Taking road trips with your kids
Perhaps, in your younger days, your image of a road trip involved a convertible, a mix tape, spontaneity and the open road. And, sure, that was a good time. But if you've got a spouse and a couple of kids, chances are that's not quite what your road trips look like any more.
Whether you want to save money on airfare or give your children a glimpse of the countryside, road trips can be a blast with the whole family. That is, assuming you've planned it out thoroughly.
Here are a few tips to make sure your family vacation is safe and fun:
Plan, plan, plan
Gone are the days that you can drive until you find a campsite or hotel that suits your fancy. When kids are involved, it's much more important to make a plan and stick to it. First and foremost, make sure your kids understand what they're getting into - especially the younger ones. Tell them how long you'll be driving each day, when you'll be stopping for lunch and what your expectations are for them.
As for your trip, make sure you know where your nightly stops are going to be. The last thing you want is to be stuck on a stretch of road with a carful of wailing kids searching for a place to stay that doesn't resemble the Bates Motel.
You can't be over prepared when it comes to traveling with children. Snacks, books, paper towels, water and toys are all necessities if you're going to be traveling for long distances. Consider bringing along extra pillows - they not only make the backseat more comfortable, but they are a great make-shift wall to give each kid his or her own space.
And, on top of keeping the little ones safe, make sure your belongs are secure as well. Your roof cargo
needs to be locked down to ward off break-ins while your family is having lunch or asleep in a hotel room. Smaller items should be kept secure to - a portable safe
or laptop locks
are both good ways to keep those with sticky fingers from getting their hands on your valuables.

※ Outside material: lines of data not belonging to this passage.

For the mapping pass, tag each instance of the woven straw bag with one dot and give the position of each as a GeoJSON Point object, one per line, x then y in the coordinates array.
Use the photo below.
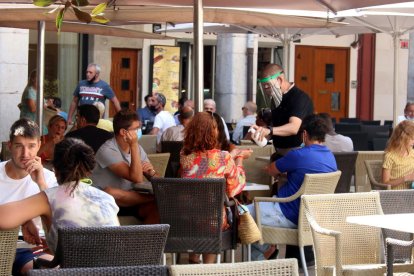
{"type": "Point", "coordinates": [247, 228]}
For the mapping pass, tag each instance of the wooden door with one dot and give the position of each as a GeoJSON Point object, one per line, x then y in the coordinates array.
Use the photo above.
{"type": "Point", "coordinates": [323, 72]}
{"type": "Point", "coordinates": [124, 76]}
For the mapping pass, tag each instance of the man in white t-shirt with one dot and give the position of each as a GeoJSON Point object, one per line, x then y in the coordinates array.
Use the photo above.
{"type": "Point", "coordinates": [23, 176]}
{"type": "Point", "coordinates": [163, 119]}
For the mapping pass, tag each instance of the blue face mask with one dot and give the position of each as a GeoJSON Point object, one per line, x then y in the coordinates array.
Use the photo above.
{"type": "Point", "coordinates": [139, 133]}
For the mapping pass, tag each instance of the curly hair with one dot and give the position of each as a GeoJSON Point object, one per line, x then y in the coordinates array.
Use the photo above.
{"type": "Point", "coordinates": [73, 160]}
{"type": "Point", "coordinates": [201, 133]}
{"type": "Point", "coordinates": [315, 126]}
{"type": "Point", "coordinates": [400, 137]}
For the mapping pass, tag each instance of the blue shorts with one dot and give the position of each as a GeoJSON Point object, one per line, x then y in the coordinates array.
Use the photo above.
{"type": "Point", "coordinates": [23, 256]}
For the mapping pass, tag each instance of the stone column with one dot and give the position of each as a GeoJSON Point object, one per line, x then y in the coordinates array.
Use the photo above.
{"type": "Point", "coordinates": [231, 74]}
{"type": "Point", "coordinates": [14, 59]}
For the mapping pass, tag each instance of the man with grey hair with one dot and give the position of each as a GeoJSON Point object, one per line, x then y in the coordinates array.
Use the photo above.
{"type": "Point", "coordinates": [91, 90]}
{"type": "Point", "coordinates": [249, 118]}
{"type": "Point", "coordinates": [210, 106]}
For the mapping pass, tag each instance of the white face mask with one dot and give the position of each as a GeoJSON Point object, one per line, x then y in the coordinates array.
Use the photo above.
{"type": "Point", "coordinates": [270, 86]}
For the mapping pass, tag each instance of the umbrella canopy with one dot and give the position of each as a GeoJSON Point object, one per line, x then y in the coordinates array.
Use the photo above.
{"type": "Point", "coordinates": [140, 14]}
{"type": "Point", "coordinates": [85, 29]}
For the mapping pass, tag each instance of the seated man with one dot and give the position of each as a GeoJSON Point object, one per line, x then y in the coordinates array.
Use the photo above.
{"type": "Point", "coordinates": [121, 162]}
{"type": "Point", "coordinates": [314, 157]}
{"type": "Point", "coordinates": [86, 120]}
{"type": "Point", "coordinates": [23, 176]}
{"type": "Point", "coordinates": [334, 141]}
{"type": "Point", "coordinates": [176, 133]}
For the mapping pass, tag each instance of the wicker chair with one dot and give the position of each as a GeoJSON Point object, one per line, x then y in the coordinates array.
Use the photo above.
{"type": "Point", "coordinates": [312, 184]}
{"type": "Point", "coordinates": [361, 177]}
{"type": "Point", "coordinates": [194, 210]}
{"type": "Point", "coordinates": [346, 164]}
{"type": "Point", "coordinates": [285, 267]}
{"type": "Point", "coordinates": [174, 148]}
{"type": "Point", "coordinates": [160, 162]}
{"type": "Point", "coordinates": [109, 246]}
{"type": "Point", "coordinates": [374, 171]}
{"type": "Point", "coordinates": [343, 248]}
{"type": "Point", "coordinates": [145, 270]}
{"type": "Point", "coordinates": [8, 242]}
{"type": "Point", "coordinates": [399, 245]}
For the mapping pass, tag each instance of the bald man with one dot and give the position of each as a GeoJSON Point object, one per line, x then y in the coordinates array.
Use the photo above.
{"type": "Point", "coordinates": [289, 106]}
{"type": "Point", "coordinates": [249, 118]}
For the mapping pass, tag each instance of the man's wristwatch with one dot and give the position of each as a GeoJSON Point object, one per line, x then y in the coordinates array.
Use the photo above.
{"type": "Point", "coordinates": [270, 128]}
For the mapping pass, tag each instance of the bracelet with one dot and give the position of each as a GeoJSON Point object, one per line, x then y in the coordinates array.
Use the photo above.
{"type": "Point", "coordinates": [270, 128]}
{"type": "Point", "coordinates": [238, 156]}
{"type": "Point", "coordinates": [153, 172]}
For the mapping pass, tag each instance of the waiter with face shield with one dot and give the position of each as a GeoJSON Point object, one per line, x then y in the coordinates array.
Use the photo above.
{"type": "Point", "coordinates": [289, 106]}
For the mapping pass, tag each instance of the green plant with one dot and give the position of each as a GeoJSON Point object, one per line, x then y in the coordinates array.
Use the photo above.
{"type": "Point", "coordinates": [75, 6]}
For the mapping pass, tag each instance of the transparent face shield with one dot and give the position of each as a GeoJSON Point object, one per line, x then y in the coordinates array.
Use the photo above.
{"type": "Point", "coordinates": [270, 88]}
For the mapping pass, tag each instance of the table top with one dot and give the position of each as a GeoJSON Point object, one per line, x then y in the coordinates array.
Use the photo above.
{"type": "Point", "coordinates": [398, 222]}
{"type": "Point", "coordinates": [256, 187]}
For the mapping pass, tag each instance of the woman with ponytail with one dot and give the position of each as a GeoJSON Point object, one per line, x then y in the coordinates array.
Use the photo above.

Travel around their schedule
It's much easier to drive with a couple sleeping kids than those who need to be constantly entertained. So, if you have kids that are still napping, plan your trip around their schedule. If you leave a little bit before lunch time, they can eat in the car - which should occupy them for a little while - and then be snoozing in no time. Do your best to get as many miles in as possible while they sleep.
Consider seating arrangements
Depending on the age and number of kids you have, it's not a bad idea to shuffle the seating arrangements around throughout the trip. Letting Junior - assuming he's old enough - ride shotgun is a great way to shake things up and ward off arguments that can devolve into full-on meltdowns.
Plan family activities
There is no shortage of car games the whole family can play and make the hours zip by. Old standbys like I Spy or 20 Questions are great for kids of all ages. That being said, eight-straight hours of just about anything can get tiresome, so consider some individual activities as well. Audio books are a great way to quietly pass the time, and there are plenty of options that are enjoyable for both kids and adults. Hand-held video games and portable DVD players are another handy way to occupy the little ones while the parents get some much-needed quiet time.